The petitions before the Supreme Court are asking for the judges to cure the defects in the judgment as laid down by the same court in 2013. These defects, the petitions argue would lead to such a gross miscarriage of justice, that the court must exercise its powers and correct its previous decisions.

The curative power of the court is a recent judicial innovation, and this case in some ways is a test of how this power is exercised. Will the Supreme Court use this power to rectify its mistake in 2013 completely ignoring reams of evidence placed before it, evidence that showed the ways in which the law impacts the LGBT community?

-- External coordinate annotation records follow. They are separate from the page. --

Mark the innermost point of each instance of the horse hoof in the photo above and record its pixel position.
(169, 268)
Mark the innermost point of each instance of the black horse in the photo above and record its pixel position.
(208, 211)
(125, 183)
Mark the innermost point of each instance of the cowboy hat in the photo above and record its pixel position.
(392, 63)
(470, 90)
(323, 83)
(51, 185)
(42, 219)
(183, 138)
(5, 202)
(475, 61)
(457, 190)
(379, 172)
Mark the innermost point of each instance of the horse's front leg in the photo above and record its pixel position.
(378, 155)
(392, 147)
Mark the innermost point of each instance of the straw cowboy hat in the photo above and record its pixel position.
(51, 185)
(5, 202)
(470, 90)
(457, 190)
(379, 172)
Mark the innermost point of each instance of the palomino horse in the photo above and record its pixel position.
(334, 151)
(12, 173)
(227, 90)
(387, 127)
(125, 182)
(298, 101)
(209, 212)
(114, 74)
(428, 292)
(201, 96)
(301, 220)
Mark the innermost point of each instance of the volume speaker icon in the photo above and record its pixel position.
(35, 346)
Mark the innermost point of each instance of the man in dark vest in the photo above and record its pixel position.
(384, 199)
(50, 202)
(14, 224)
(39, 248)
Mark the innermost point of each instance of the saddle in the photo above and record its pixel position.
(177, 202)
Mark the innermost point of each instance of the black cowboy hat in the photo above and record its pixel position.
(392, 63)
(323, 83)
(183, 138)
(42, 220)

Or will it uphold its earlier view that ‘that there was insufficient evidence of discrimination against what it termed “a miniscule minority”’?

The struggle for LGBT rights in India is a relatively recent political battle that has galvanized support from a wide spectrum of people across ideological boundaries, and cutting across barriers of age, language and class.

The colourful pride marches; flamboyant imagery, the determination and enthusiasm with which this battle has been waged have won the minds and hearts of many in this country. Whichever way the court goes, the gains made by the LGBT movement cannot be reversed that easily. Thousands of people continue to come out every day, and law or no law, there is no way that LGBT persons can be forced back into the closet.

The stage is set. The long emotive legal battle has lasted for over a decade. It will be ironic if the political struggle for LGBT rights is not matched by appropriate legal changes. The Supreme Court’s decision in 2013 stands out like a sore thumb among its own judgments, including the Court’s 2014 NALSA verdict on the rights of transgender persons. It remains to be seen if this bench of the Supreme Court will display courage to right a wrong that has and is being committed, through an inhuman application of the law, against sections of our own people.